Date of Award

5-2022

Document Type

Dissertation

Degree Name

Doctor of Philosophy (PhD)

Department

Rhetorics, Communication, and Information Design

Committee Chair/Advisor

Cynthia Haynes

Committee Member

Kyle Jensen

Committee Member

Walt Hunter

Committee Member

Heidi Zinzow

Abstract

In this dissertation, I posit that intimate partner violence is entrenched in an often-overlooked historical and rhetorical legacy of patriarchal cultural, structural, and direct violences. Many scholars in and outside of rhetorical studies have analyzed and critiqued public representations of trauma and violence, including intimate partner violence. Joining this conversation, I focus on the limitations in the ways influential rhetorical domains both represent and respond to people who abuse their intimate partners. Often, mass media represents people who abuse their intimate partners as individuals void of contexts. Similarly, the criminal justice system holds individuals responsible through law enforcement and incarceration. My dissertation complicates this individualist perspective by focusing on the ecologies that move people to intimate partner violence. More so, I use a rhetorical and interdisciplinary approach to posit that patriarchy and trauma move people to intimate partner violence.

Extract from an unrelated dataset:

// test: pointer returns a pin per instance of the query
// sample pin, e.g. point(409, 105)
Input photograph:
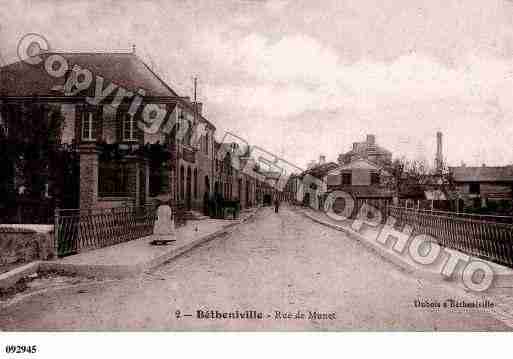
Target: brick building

While law enforcement, criminal justice, and intervention groups are the primary means to prevent intimate partner violence, I elaborate the efficacy and promises of restorative justice. While I consider restorative justice in context of tertiary prevention, I also consider restorative justice in context of primary and secondary prevention, which seeks to prevent intimate partner violence from happening in the first place. To prevent intimate partner violence, research, response, and influential rhetorical domains must bear witness to and mourn histories of patriarchal and domestic violences, including the cultures and institutions that maintains the conditions for intimate partner violence. Examining not only what moves people to abuse their partners but also how we represent and respond to violence is a scholarly obligation if we wish to move toward preventing the startling rates of intimate partner violence.